Since I was little, I’ve made up stories and drawn pictures. In the early 2000s I started a webcomic on Myspace that then moved to Tapastic when I moved to the UK from the US. I started Gateway City as a webcomic in 2016 and met the wonderful editor/writer, John Freeman. John encouraged me to print up some books and hit the con scene. I’ve been self-publishing Gateway City ever since, and through the exposure that series has garnered (I was lucky enough to win the Tripwire Best New Talent award in 2018) I’ve been working with some of the finest UK small press folk, met my “brothers-in-SKRAWL,” and then got a break with 2000AD. Since 2021, I’ve worked with some great writers and editors and have some really cool projects in the works. First up is a graphic novel from Mad Cave written by Rich Douek with art by me due in August called A Phone Call Away–a classic noir yarn with a contemporary spin.



It’s obvious from your work that you really love the medium. Have you always been a comics fan, and what is it about comics that attracts you?

I’ve loved comics and cartoon strips as far back as I can remember. As a southpaw who is unmistakably right-brained, I think, and learn best using visual mediums. I reckon I also communicate best using visuals. Comics just seems like the most natural way for me to express myself. And because of that, I’m always thinking about how the mechanics work, and if there are ways I can use them to stretch my own understanding of the medium and make the reading experience even deeper for the audience. With Comics, as long as the reader can follow along with the narrative, there’s really nothing you can’t do. If it makes sense, conventions be darned.


Can you tell us about Skrawl and the Skrawllordz collective you’re a part of? (Surely the coolest comics collective since Meathaus – and if you want to start a beef with them, drop a diss track, now’s the time!)

Hah! I think I’ll decline the invitation for now.

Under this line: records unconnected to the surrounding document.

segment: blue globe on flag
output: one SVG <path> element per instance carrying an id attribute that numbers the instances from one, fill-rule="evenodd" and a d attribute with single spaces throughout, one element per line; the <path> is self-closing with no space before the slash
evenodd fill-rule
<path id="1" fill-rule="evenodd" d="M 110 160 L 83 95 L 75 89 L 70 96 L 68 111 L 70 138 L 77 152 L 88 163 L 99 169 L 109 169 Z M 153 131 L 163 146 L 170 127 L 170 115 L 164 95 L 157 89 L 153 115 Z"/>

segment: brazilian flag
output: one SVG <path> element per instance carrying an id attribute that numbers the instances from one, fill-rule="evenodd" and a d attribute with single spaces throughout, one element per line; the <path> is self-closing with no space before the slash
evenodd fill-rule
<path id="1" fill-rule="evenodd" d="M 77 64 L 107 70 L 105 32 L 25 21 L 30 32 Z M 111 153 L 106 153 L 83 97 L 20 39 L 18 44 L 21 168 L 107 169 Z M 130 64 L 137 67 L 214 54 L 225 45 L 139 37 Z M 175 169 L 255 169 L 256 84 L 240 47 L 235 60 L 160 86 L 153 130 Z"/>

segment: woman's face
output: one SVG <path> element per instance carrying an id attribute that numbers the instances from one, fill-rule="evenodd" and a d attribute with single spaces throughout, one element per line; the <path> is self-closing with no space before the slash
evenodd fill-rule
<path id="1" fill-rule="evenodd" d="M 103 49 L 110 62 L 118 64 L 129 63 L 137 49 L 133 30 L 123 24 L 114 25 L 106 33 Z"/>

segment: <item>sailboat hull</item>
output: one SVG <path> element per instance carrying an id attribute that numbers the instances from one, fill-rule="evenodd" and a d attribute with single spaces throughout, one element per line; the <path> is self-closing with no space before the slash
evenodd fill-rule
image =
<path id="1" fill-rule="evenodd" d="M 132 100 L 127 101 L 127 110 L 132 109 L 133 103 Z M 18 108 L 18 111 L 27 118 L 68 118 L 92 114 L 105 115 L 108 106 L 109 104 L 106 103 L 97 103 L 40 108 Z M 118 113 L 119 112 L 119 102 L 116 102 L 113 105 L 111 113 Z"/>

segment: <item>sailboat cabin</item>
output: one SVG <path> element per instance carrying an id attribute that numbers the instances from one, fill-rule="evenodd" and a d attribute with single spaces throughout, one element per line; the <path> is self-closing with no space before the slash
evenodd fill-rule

I try to limit my pot-stirring to when I’ve got immediate backup from everyone’s favorite two-fisted Welshman, SOK.

The SKRAWLLORDZ came about at the 2019 LICAF. Accounts of how our motley crew came about vary, but as I’d rather not jeopardize my permanent leave to remain, I’ll stay stum on that front. Suffice it to say, I’m very proud to be a member amongst such august company: Pete Taylor, SOK, Martin Simpson, Nick Prolix, and Gustaffo Vargas. As our storytelling and visual styles vary so wildly, we knocked our heads about for a while to try to find the right vehicle for some kind of collaboration. In the end, SKRAWL the Comix Magazine was born. SKRAWL has become a periodic opportunity for us to explore the medium, push ourselves to dip a toe out of our comfort zones, and to work with other (mostly UK-based) artists whom we admire. In the first two issues, we’ve had a cornucopia of riches from Lucy Sullivan, Jordan Thomas, Leah Moore, Phil Elliott, John Reppion, Rosie Packwood…just a bunch of really great, really talented, lovely folks. While it’s often described as an anthology, we don’t really think about it as such. It’s a Comics magazine. We try to lean into that magazine spirit. One pivotal masthead of the mag is an in-depth interview with a member of Comics royalty. Nick interviewed the titan, Roger Langridge in ish 1 and I got to chat with Shelly Bond in ish 2. What we try to do is go beyond the general headlines and allow our guest to give a kind of retrospective. The next issue is in development, but we’re all getting busier and busier so it might take us a little while to knit it all together. We’ve got a few other bits and bobs planned, so do watch this space. Working in a virtual studio is a great way to prevent oneself from becoming too insular. Working in a virtual studio as talented and gutsy as the SKRAWLLORDZ is a great way to keep the ego in check and most importantly, have fun.


What can fans expect to see at your table on Artists Alley?

I’ll have copies of all of the volumes of Gateway City to date, including the newest, Vol. IV released this year. I’ll have both issues of SKRAWL, and my most recent sketchbook, as well as original art and sneaky peekies. I’ve opened up some commission slots specially for the event, so folks can either reach me on Twitter (@russell_m_olson) or Instagram (@russellmarkolson) to book one. Folks can also request sketches at the con and I’ll do my best to fit them in. I’ll have sketchcards around, too.


What are you working on / really excited about right now?

I’m currently halfway through the next volume of Gateway City (I’ve got two more planned after this one before I wrap the book up), and without a doubt, this is the best one yet. I’m also a few issues into a new project with Mad Cave. I don’t think I can divulge much about it yet, but all I can say is that it is well within my wheelhouse and is allowing me to work on a subject near and dear to my Missourian heart. As mentioned above, I can’t wait for A Phone Call Away to get out into the world. I think folks are going to dig it.